Daniel Röchert, German Neubaum, Björn Ross, Florian Brachten, & Stefan Stieglitz (2019): Are social media users discussing political issues only with those who think alike?
When addressing public concerns such as the existence of politically like-minded communication spaces in social media, analyses of complex political discourses are met with increasing methodological challenges to process communication data properly. To address the extent of political like-mindedness in online communication, we argue that it is necessary to focus not only on ideological homogeneity in online environments, but also on the extent to which specific political questions are discussed in a uniform manner. This study proposes an innovative combination of computational methods, including natural language processing and social network analysis, that serves as a model for future research examining the evolution of opinion climates in online networks. Data were gathered on YouTube, enabling the assessment of users’ expressed opinions on three political issues (i.e., adoption rights for same-sex couples, headscarf rights, and climate change). Challenging widely held assumptions on discursive homogeneity online, the results provide evidence for a moderate level of connections between dissimilar YouTube comments but few connections between agreeing comments. The findings are discussed in light of current computational communication research and the vigorous debate on the prevalence of like-mindedness in online networks.

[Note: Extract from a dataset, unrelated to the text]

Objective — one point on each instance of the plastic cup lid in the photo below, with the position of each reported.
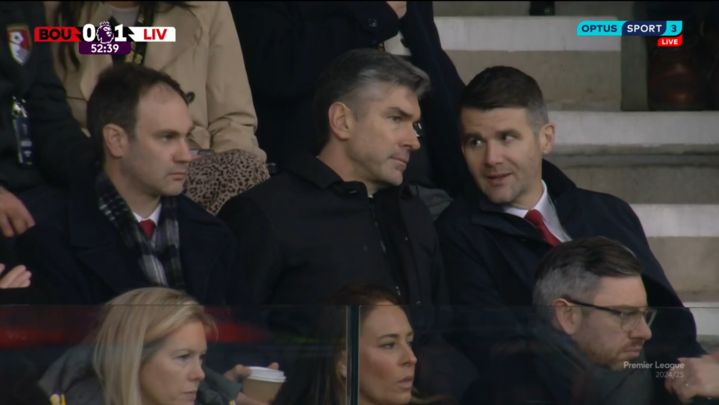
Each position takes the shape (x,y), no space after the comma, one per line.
(267,374)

German Neubaum & Nicole Krämer (2018): What keeps us from expressing minority opinions in online environments?
This work proposes the expectation of sanctions as a promising construct to advance spiral of silence research in face-to-face and computer-mediated contexts. We argue that situational factors influence people’s expectations about how their social environment would punish them should they express their viewpoint in a hostile opinion climate. These expected sanctions are suggested to explain the variance in people’s willingness to express a minority opinion across different social situations. An experiment showed that the expectation of being personally attacked can explain why people are more willing to voice a deviant opinion in offline rather than online environments. Findings also revealed that in contemporary social networking websites, wherein users commonly face a personally relevant audience, people are prone to hold back their opinion as they expect losing control over the reactions of their audience. This research extends previous knowledge by presenting a more differentiated theoretical view of the fear of isolation and specifying its role in different situations of public deliberation.

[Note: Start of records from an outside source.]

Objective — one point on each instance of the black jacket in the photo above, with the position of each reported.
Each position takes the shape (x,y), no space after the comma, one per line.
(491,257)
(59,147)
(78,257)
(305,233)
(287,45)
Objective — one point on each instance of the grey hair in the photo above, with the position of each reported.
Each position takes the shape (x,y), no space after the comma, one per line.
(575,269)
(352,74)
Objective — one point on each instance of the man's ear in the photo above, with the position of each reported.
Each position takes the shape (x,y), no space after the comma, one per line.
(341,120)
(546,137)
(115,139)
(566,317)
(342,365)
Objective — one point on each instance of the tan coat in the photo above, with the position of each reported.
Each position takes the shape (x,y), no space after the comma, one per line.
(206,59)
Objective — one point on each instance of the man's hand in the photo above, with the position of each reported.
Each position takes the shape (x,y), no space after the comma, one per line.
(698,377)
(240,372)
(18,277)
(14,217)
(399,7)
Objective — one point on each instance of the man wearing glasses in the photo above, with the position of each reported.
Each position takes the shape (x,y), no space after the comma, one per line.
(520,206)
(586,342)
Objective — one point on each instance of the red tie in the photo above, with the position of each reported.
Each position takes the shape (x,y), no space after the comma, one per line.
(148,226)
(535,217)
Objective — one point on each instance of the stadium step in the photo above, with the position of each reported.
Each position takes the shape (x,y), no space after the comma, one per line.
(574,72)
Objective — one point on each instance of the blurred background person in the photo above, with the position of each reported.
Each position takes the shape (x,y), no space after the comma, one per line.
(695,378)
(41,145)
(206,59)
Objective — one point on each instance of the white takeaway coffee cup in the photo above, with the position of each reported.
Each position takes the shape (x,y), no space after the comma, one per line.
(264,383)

German Neubaum & Nicole Krämer (2017): Do we use social media to observe political opinion trends?
Social media technologies offer several features that allow users to monitor other people’s opinions on public issues. Initial research showed that user-generated content can shape recipients’ perceptions of the majority opinion on societal problems. Still, it remains largely unexplored under which circumstances people gauge other users’ opinions through social media and whether perceived opinion climates affect people’s opinions and communication behavior in these environments. Results of a two-session experiment revealed that people’s fear of isolation sharpens their attention toward user-generated comments on Facebook which, in turn, affect recipients’ public opinion perceptions. The latter influenced subjects’ opinions and their willingness to participate in social media discussions. These findings are discussed in light of the spiral of silence theory and the social projection hypothesis.
German Neubaum & Nicole Krämer (2017): How do social media change the formation of public opinion?
Social media's capacity for users to generate, comment on, and forward content (including mass media messages) to other users has created new forms of mass interpersonal communication. These systems render observable processes underlying the formation of opinion climates. Five attributes of contemporary electronic opinion environments can alter the way users gauge, form, and express opinions on topics of public interest: the juxtaposition of mass media and user-generated content, ideological homogeneity and heterogeneity of online networks, technical ease with which to express opinions, the reach of messages, and networked audiences. These attributes facilitate analysis of theoretical and empirical works from different scholarly traditions, suggesting lines of inquiry that can enrich the analysis of (public) opinion formation via current communication technologies.